Comptes rendus de l'essai sur le teplizumab : les résultats vont vous épater

L’année dernière, aux séances scientifiques du American Association for Diabetes (ADA), un médicament du nom de teplizumab a démontré la capacité de retarder considérablement, pendant plus de deux ans, l’apparition du diabète de type 1 (DT1) chez des participants dont le risque de développer la maladie est élevé. Il s’agissait de la toute première étude chez des humains à montrer une capacité à freiner l’apparition du DT1. Mais tout ne s’arrête pas là. FRDJ a de récents résultats très prometteurs à communiquer. Au cours de la dernière année, les chercheurs ont effectué un suivi auprès des personnes qui n’ont pas développé un diabète clinique, et l’effet du teplizumab s’est maintenu : 50 % des personnes traitées avec le teplizumab n’ont pas développé de diabète comparativement à seulement 22 % des personnes qui ont reçu un placébo, retardant ainsi l’apparition du diabète pendant près de trois ans (35 mois).
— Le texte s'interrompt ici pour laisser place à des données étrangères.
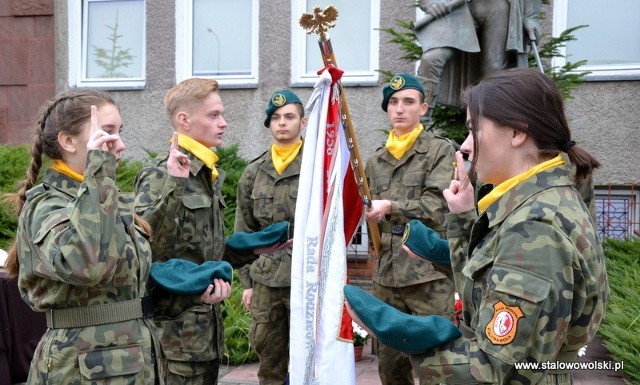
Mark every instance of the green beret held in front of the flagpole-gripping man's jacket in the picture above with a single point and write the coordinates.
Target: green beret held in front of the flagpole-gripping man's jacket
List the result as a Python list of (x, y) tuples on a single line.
[(424, 241)]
Ces résultats ont été présentés aux séances scientifiques de l’ADA par Emily Sims, M.D., professeure adjointe en pédiatrie au Indiana University et chercheuse financée par FRDJ.

De plus, les participants, autant ceux qui ont reçu le teplizumab que ceux qui ont reçu le placébo, avaient démontré avant l’essai clinique un déclin progressif dans le biomarqueur qui mesure la capacité du corps à produire de l’insuline, le peptide C. L’équipe de l’étude a découvert que la production de peptide C s’est en fait accrue après le traitement avec le teplizumab, plus particulièrement dans les six premiers mois après le traitement. Le teplizumab a réussi à inverser la trajectoire décroissante de la perte de peptide C qui avait été observée avant l’essai clinique.* Et ce n’est pas tout : les augmentations dans le peptide C étaient corrélées avec le déclenchement d’un état « d’épuisement » des « mauvaises » cellules immunitaires.
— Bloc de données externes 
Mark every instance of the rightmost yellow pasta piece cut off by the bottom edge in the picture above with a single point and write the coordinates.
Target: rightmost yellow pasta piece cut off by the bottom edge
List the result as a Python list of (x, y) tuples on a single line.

Alors, est-ce que l’épuisement des « mauvaises » cellules immunitaires empêche de contracter le DT1 ou de retarder considérablement son apparition ou même de bloquer ou d’inverser la progression du DT1 une fois qu’il a été contracté? Bien, nous n’y sommes pas encore, mais nous ne sommes pas loin, et nous nous rapprochons du jour où l’on pourra prévenir ou guérir le DT1, une fois pour toutes.

Le leadership de FRDJ : FRDJ a financé conjointement l’un des premiers essais cliniques sur ce médicament, dont les résultats font partie intégrante de l’essai clinique du teplizumab sur la prévention. L’essai clinique a été mené à l’échelle internationale, dont dans certains sites au Canada. L’étude dans ce rapport a été menée par TrialNet (en anglais seulement), un consortium sur le DT1 financé par NIDDK et le  Special Diabetes Program (en anglais seulement) du NIH, au compte duquel FRDJ est le plus important défenseur. De nombreuses études avec des échantillons et des données des essais cliniques sur le teplizumab continuent de recevoir du financement de FRDJ. Le teplizumab (dont le nom est dorénavant PRV-310) est actuellement testé dans un essai clinique de phase 3 auprès de personnes dont le diagnostic de DT1 est récent, et dirigé par l’entreprise Provention Bio (en anglais seulement) qui a reçu un investissement du Fonds DT1 de FRDJ (en anglais seulement). Si les résultats sont concluants, ils pourraient donner lieu à la première thérapie immunitaire approuvée pour le DT1.

*Le peptide C a continué son déclin dans le groupe placébo.